EV: We have been thinking about all of our friends in Italy during this time. Being based in Northern Italy, can you tell us a little about your experience during this isolation period and on a local level, how has your neighborhood and surroundings shifted during this time?
I’m based in Milan, but my family lives in a city close by, Brescia, which is one of the most affected places in the entire world. Luckily my family is fine, but the situation here is delicate. We are currently on the fourth week of total lockdown (for the whole country) but it’s almost two months now that we are in quarantine. In the first days of quarantine, people organized flash mobs on their balconies, sometimes with music, sometimes to cheer and applaud the doctors and people working in hospitals. Now it’s not happening anymore; it is true that you get used to everything. But quarantine is very hard now. Walking outside is not permitted. Buying groceries or medications is the only thing tolerated. The mood in the streets is hard to describe. The silence is just interrupted by sirens. People wait in line with their masks outside of grocery stores, patiently but in complete silence. It’s surreal.
EV: It looks like Italy has been under strict stay at home orders for over 8 weeks now. How have you been keeping busy and staying positive?
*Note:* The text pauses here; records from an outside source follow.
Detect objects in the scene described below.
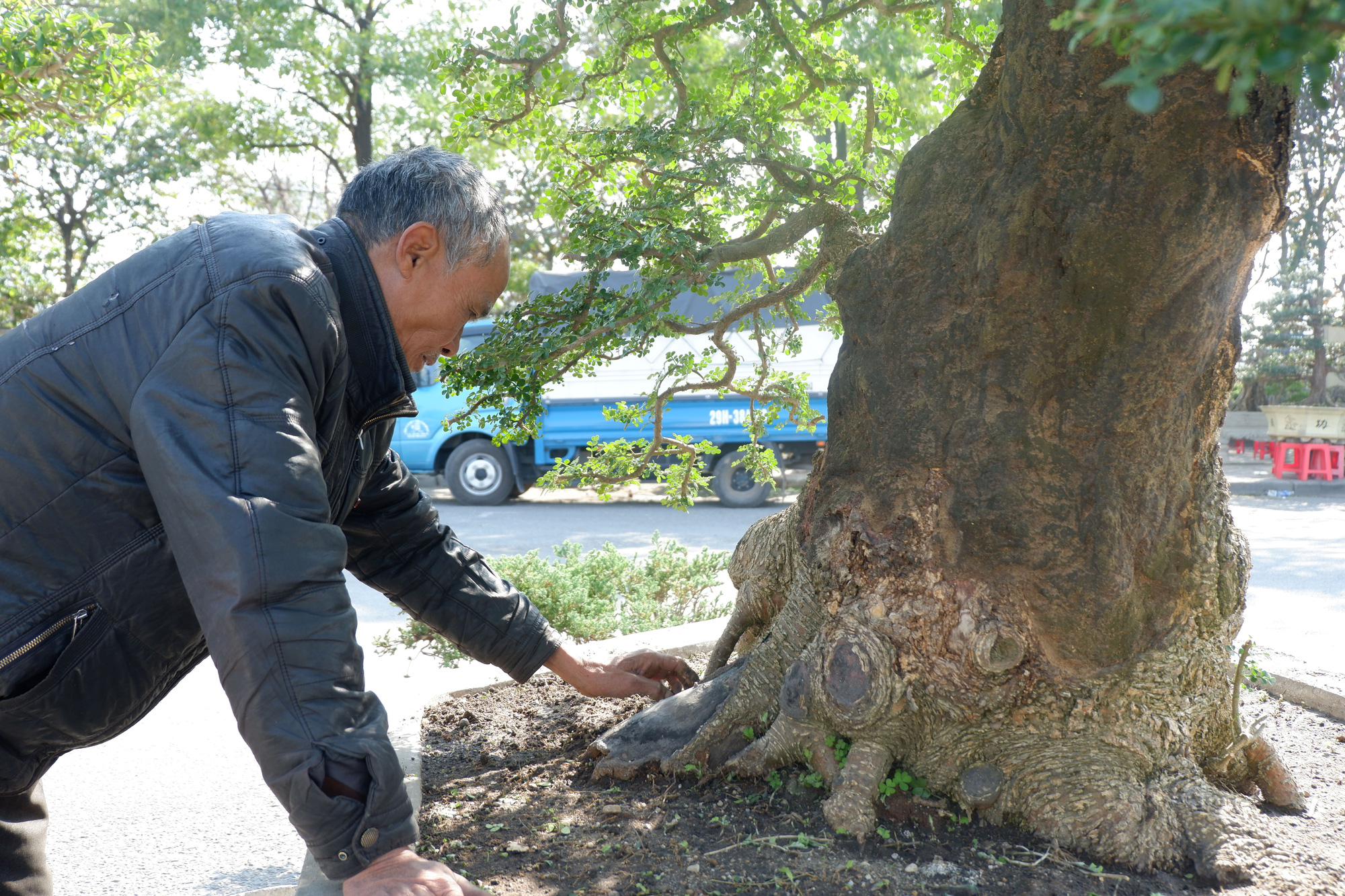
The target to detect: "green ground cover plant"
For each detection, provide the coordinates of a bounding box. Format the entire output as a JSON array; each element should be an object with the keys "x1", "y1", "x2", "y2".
[{"x1": 374, "y1": 532, "x2": 729, "y2": 667}]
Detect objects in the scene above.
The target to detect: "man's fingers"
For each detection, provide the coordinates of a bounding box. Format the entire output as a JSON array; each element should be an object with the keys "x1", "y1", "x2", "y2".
[{"x1": 616, "y1": 650, "x2": 701, "y2": 690}]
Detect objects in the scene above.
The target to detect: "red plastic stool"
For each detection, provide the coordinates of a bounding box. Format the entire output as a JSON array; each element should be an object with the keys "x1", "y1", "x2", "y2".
[
  {"x1": 1270, "y1": 441, "x2": 1307, "y2": 479},
  {"x1": 1298, "y1": 444, "x2": 1345, "y2": 482}
]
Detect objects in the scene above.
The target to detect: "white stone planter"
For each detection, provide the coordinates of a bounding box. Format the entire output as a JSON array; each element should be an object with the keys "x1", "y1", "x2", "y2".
[{"x1": 1262, "y1": 405, "x2": 1345, "y2": 441}]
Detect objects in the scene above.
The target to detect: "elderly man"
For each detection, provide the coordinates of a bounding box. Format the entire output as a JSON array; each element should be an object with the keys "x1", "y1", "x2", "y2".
[{"x1": 0, "y1": 148, "x2": 694, "y2": 896}]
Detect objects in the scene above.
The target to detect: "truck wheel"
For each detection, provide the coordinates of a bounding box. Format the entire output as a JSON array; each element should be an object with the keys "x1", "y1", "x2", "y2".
[
  {"x1": 712, "y1": 451, "x2": 775, "y2": 507},
  {"x1": 444, "y1": 438, "x2": 514, "y2": 505}
]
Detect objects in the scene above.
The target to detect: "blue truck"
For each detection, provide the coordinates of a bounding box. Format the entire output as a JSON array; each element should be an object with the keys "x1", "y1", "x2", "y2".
[{"x1": 393, "y1": 272, "x2": 839, "y2": 507}]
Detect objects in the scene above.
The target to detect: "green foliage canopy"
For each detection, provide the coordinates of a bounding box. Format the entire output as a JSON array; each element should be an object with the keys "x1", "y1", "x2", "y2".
[
  {"x1": 0, "y1": 0, "x2": 156, "y2": 147},
  {"x1": 375, "y1": 532, "x2": 729, "y2": 666},
  {"x1": 1056, "y1": 0, "x2": 1345, "y2": 114},
  {"x1": 443, "y1": 0, "x2": 997, "y2": 507}
]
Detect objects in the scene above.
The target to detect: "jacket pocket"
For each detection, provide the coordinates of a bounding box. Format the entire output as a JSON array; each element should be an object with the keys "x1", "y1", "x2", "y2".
[{"x1": 0, "y1": 604, "x2": 98, "y2": 701}]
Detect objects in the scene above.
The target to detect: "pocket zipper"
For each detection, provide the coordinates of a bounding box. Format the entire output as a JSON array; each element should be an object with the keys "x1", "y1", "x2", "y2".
[{"x1": 0, "y1": 604, "x2": 98, "y2": 669}]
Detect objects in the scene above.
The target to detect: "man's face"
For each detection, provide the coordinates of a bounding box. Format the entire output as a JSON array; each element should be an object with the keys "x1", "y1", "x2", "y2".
[{"x1": 369, "y1": 220, "x2": 508, "y2": 370}]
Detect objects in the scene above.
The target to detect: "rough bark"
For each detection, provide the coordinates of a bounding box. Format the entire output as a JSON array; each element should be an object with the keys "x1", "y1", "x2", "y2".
[{"x1": 594, "y1": 0, "x2": 1298, "y2": 881}]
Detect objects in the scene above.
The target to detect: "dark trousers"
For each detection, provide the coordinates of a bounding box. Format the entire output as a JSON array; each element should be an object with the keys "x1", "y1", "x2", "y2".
[{"x1": 0, "y1": 780, "x2": 51, "y2": 896}]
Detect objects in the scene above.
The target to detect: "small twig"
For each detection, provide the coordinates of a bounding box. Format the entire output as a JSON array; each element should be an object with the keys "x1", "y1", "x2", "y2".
[{"x1": 702, "y1": 834, "x2": 834, "y2": 856}]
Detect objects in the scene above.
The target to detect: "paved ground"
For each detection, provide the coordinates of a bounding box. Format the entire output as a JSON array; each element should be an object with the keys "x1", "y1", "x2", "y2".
[{"x1": 46, "y1": 493, "x2": 1345, "y2": 896}]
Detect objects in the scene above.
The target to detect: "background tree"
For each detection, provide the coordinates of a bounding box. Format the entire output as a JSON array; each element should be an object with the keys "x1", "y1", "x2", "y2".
[
  {"x1": 428, "y1": 0, "x2": 1336, "y2": 877},
  {"x1": 1235, "y1": 63, "x2": 1345, "y2": 410},
  {"x1": 0, "y1": 196, "x2": 56, "y2": 331},
  {"x1": 0, "y1": 97, "x2": 211, "y2": 293},
  {"x1": 100, "y1": 0, "x2": 457, "y2": 172},
  {"x1": 0, "y1": 0, "x2": 156, "y2": 148}
]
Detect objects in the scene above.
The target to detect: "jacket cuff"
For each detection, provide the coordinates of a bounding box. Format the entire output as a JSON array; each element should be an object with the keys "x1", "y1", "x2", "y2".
[
  {"x1": 309, "y1": 783, "x2": 420, "y2": 880},
  {"x1": 504, "y1": 618, "x2": 561, "y2": 685}
]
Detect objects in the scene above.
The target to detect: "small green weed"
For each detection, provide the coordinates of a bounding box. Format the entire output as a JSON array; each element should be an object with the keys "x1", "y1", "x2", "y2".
[{"x1": 878, "y1": 768, "x2": 929, "y2": 798}]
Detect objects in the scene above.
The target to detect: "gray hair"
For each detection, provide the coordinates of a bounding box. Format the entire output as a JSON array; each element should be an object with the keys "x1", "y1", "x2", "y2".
[{"x1": 336, "y1": 147, "x2": 508, "y2": 270}]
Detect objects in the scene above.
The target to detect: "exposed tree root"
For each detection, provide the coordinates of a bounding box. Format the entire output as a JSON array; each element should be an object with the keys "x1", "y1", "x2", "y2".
[
  {"x1": 705, "y1": 503, "x2": 799, "y2": 678},
  {"x1": 593, "y1": 446, "x2": 1302, "y2": 884}
]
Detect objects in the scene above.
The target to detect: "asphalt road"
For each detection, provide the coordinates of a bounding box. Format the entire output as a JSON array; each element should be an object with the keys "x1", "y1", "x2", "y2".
[{"x1": 46, "y1": 498, "x2": 1345, "y2": 896}]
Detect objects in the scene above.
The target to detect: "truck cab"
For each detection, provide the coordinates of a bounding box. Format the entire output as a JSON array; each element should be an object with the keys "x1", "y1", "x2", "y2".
[{"x1": 393, "y1": 272, "x2": 839, "y2": 507}]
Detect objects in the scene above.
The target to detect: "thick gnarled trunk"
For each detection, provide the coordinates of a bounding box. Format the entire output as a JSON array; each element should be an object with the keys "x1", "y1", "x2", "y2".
[{"x1": 597, "y1": 0, "x2": 1298, "y2": 880}]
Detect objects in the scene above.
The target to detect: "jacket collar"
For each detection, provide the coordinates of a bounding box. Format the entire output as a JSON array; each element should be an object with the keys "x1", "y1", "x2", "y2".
[{"x1": 311, "y1": 218, "x2": 416, "y2": 429}]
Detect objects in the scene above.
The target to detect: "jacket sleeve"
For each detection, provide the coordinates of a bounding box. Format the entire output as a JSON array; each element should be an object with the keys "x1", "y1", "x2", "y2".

It’s not hard for me to keep myself busy. As a freelancer I’m used to managing my free time. However, it changed a lot for my girlfriend. She now works from home, and we have to share our small apartment in Milan, but at least we are together. I cannot imagine how hard it would be to be home alone. There are so many things you can do with your free time, the sky is the limit. We started baking a lot, making pizza and bread, and trying new recipes. We started to make aperitivi (before dinner drinks) with friends on Skype, we bought books and a puzzle, we watch movies and series. Also, Disney plus just arrived! We also exercise in the house (this is super important). There are plenty of videos on youtube to train without machines. I think it is important to keep a routine going on as you would normally- wake up, work, exercise, talk to family and friends. Since work is slowing down, I started learning French by taking a 1-hour class each day, et voilà!
We are positive by nature, but sometimes it’s hard to think about how long this will go on for. But I believe this is an occasion to rethink the way we are all connected in this. To rethink about the environment too.
EV: Can you tell us some artists who we should google that will inspire us? Also some books (or movies, or both!) that we should read while social distancing?
AAL: I like studying painters. I first I buy the small books to see their paintings or monographs. I don’t care about the history or the explanation of a painting, but I want to know who the painter was. So I buy books about their letters, what they wrote or anything that comes from them. You get to know them better this way. Lately I’m into De Chirico and Picasso.
I’m currently reading “The dangerous Summer” by Ernest Hemingway, which I’m enjoying a lot, it’s an easy read. Since we also have the time, try reading: “Shantaram” by Gregory David Roberts (it’s a HUGE book, but my favorite). Lastly, a recommendation for any artist, “Concerning the Spiritual in Art” by Kandinsky. Every artist shout read it.
For movies, I love "Lion" and "1917".